Concerns nursing representation an ‘afterthought’ in palliative care commission 

A campaign has sought to increase nurse representation on a commission examining end-of-life care services across the UK. 

Leading nurses have warned that nursing has been treated as an ‘afterthought’ during the configuration of a team of more than 20 commissioners working on the Palliative and End of Life Care Commission. 

When the team was announced last week, it originally included just one member with a nursing background. 

It also comprised 11 medical doctors, individuals from the charity sector and MPs. 

But since the campaigning of registered nurses Professor Catherine Walshe, Professor Alison Leary and Dr Ben Bowers who highlighted the ‘major gap’ of nursing expertise, two more individuals with a nursing background have been added. Another doctor has also been added. 

The commission was set up last year to explore the current state of palliative care services and produce recommendations for addressing the current difficulties and gaps in access to high quality care.  

It came after MPs voted in support of The Terminally Ill Adults (End of Life) Bill, that would allow adults in the last six months of their life to be medically assisted to die in England and Wales.
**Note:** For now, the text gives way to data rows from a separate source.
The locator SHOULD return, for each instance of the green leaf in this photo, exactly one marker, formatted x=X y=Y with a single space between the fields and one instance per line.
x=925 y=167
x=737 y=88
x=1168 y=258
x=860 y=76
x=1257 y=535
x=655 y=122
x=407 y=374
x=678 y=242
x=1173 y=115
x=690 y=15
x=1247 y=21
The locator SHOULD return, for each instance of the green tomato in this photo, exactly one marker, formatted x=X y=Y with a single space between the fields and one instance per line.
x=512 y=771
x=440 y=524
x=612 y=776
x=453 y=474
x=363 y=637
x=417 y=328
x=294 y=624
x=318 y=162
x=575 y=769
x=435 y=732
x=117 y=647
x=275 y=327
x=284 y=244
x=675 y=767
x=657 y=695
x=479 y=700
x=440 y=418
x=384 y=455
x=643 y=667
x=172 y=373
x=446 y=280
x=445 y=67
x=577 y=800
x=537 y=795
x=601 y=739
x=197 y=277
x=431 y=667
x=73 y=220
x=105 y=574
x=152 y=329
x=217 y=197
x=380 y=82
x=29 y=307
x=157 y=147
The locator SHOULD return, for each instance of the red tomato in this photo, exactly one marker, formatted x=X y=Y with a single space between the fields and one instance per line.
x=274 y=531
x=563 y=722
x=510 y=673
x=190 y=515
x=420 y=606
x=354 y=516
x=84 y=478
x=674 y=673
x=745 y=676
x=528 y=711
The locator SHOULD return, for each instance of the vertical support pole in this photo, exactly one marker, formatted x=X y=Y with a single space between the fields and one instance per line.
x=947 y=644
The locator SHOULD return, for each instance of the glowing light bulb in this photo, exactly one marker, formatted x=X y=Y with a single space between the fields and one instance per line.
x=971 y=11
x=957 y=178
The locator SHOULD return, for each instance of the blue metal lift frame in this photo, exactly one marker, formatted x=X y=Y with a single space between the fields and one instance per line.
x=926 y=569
The bill will continue to undergo parliamentary scrutiny and still has several steps to go through before any potential law changes. 

The three nurses campaigning for increased nursing representation on the commission penned a letter highlighted the ‘missed opportunity to enable nursing expertise to be front and centre’. 

Catherine Walshe, Professor of palliative care at Lancaster University’s International Observatory on End-of-Life Care warned that the failure to include more nurses in the commission ‘potentially undermines’ the work and ‘quality of recommendations’ it can make.  

‘It is important that nurses are seen as vital experts with knowledge and experience to bring to all such bodies,’ she said. 

‘Such repeated failures to engage with those who provide much care within the health service could mean that recommendations face challenges when enacted in the real world.’  

Alison Leary, Professor of healthcare and workforce modelling at London South Bank University, said policy decisions should be informed by ‘the extensive experience of nurses in palliative care’. 

‘Not utilising the extensive experience of nurses in palliative care who work and research with people who use services and their families on a daily basis seems like a missed opportunity,’ she added. 

And Dr Ben Bowers, clinical academic and nurse consultant in palliative care at the University of Cambridge said nurse leaders have a ‘rich insight’ to offer the commission that is different to other healthcare professionals, given the extensive end-of-life care nurses ‘oversee and provide’. 

The current nurse members include Dr Karen Harrison Denning, an admiral nurse who works as head of research and publications for Admiral Nursing and Dementia UK.  

Professor Catherine Evans is another nurse member and a senior clinical academic in palliative care and nursing. She has a background in community nursing.   

Clare Fuller joins the committee with three decades of experience in palliative and end of life nursing, having worked in hospices, the community and acute sectors. 

Responding to the nurses’ concerns, Professor Sir Mike Richards, chair of the commission, and commission members Rachael Maskell MP and Baroness Finlay of Llandaff said they were aware of the need for ‘wider nursing commission’ in the committee, but that ‘for various reasons the gap had remained’. 

They shared the commission’s plans for a roundtable ‘later in the year’ to seek solutions to ‘the current problems’. 

‘It would be helpful if you could suggest some who would wish to participate are facing these challenges, who have suggestions for solutions and who would submit information to us prior to such a meeting,’ they said. 

Today the chief nursing officer (CNO) for England, Duncan Burton, and general secretary and chief executive of the Royal College of Nursing (RCN), Nicola Ranger, are joining a meeting in parliament to discuss the Terminally Ill Adults (End of Life) Bill that passed through the commons in November.  

Earlier this month, the Health and Social Care Committee called on the government to set out its ‘expectations’ for the ‘level and standard’ of palliative care that should be provided in England.